I usually try to educate people on just why our theories are the best explanation yet proposed for the massive and disparate data we've gathered over our study of biology, paleontology and other fields. I noticed that they often switch when confronted with the hard-core data like common errors in the genome, our fused chimp chromosome, vestigial toenails on manatees and other stuff that only makes sense in light of evolution.
There are basically two types of Creationists:
1. 'Scientists don't believe in god, so they resort to piecing together pig teeth and calling it transitional fossils. They're simply denying his majesty! How could THAT evolve?' (These are the ones you and I are likely to convince, because they're merely unaware of the powerful evidence and buy in to YEC lies hook, line and sinker.)
2. 'My own pet versions of physics, geology, cosmology, biology and other fields are more correct than accepted science. No, I can't answer those problems with my models, but I accept it on faith that they're true'. These are, sadly, the ones you'll never be able to convince. They've signed statements of faith that they're obligated to discard any evidence that contradicts them, so it's too late for them. Short of God telling them himself he used evolution as his mechanism of creation, they're stuck. Depressing but true.
For this reason, I generally engage in such debates only for the benefit of the undecided layman.
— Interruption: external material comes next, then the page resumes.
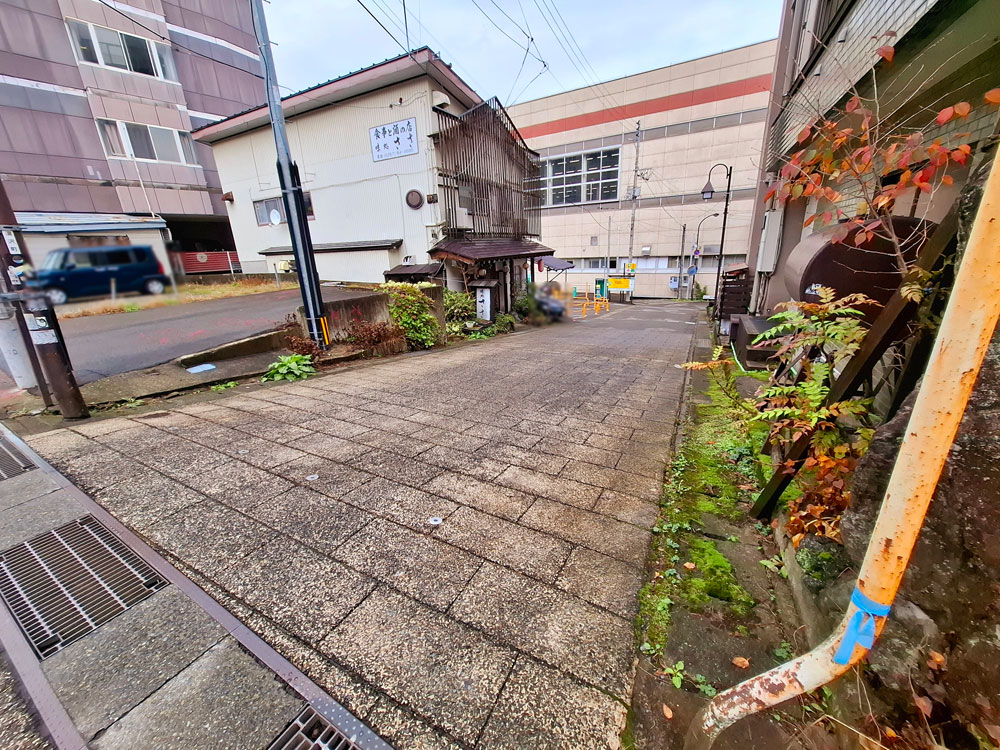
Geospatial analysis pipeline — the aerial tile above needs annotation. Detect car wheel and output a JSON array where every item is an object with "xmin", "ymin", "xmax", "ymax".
[{"xmin": 45, "ymin": 286, "xmax": 68, "ymax": 305}]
YEC arguments may sound convincing at first but are ultimately scientifically bankrupt. I know because I've been there and my mind, luckily, survived once I applied the same critical thinking skills I used to discard UFO abductions, ghost stories and the Loch Ness Monster...
There is no hope whatsoever of ever convincing people like Nick Petreley, Randman or Elric (the guy I was arguing with over on Blizzforums). They can say macroevolution hasn't been observed, even though electrons haven't been either but they wouldn't dream of doubting their existence.
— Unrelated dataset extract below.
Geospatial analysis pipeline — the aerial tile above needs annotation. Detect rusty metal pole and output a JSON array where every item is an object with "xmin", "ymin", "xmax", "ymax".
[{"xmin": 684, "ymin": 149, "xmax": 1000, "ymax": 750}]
They'll quote Gould or others to say how transitional fossils are incomplete or show statis, whereas the full quote has an entirely different meaning.
They'll continue taking on faith that decay rates for a variety of elements and non-radiometric dating, from ice cores to sedimentary deposition to crustal formation to plate tectonic movement to astronomical cycles recorded in sediment to distant starlight, were all reset to point to a much older earth.
They'll ask for fossils that aren't polyploids, because on the slim risk someone can produce the rare item they're asking for they can simply say 'oh well, you can't prove that's not polyploid!'
They won't be able to present any actual evidence for their position, but they'll continue calling evolution and other accepted science a religion or on par with Young-Earth Creationism or other such nonsense.
People like them caused me to ultimately lose my faith because they insisted I wasn't taking the Bible the way it 'was meant to be'. Well, when I looked into it, 'the way it was meant to be' appeared similar to every other creation myth I ever read about--written in poetic language back when people wouldn't know science if it bit them on the behind. Why did God allow some people to be so deluded?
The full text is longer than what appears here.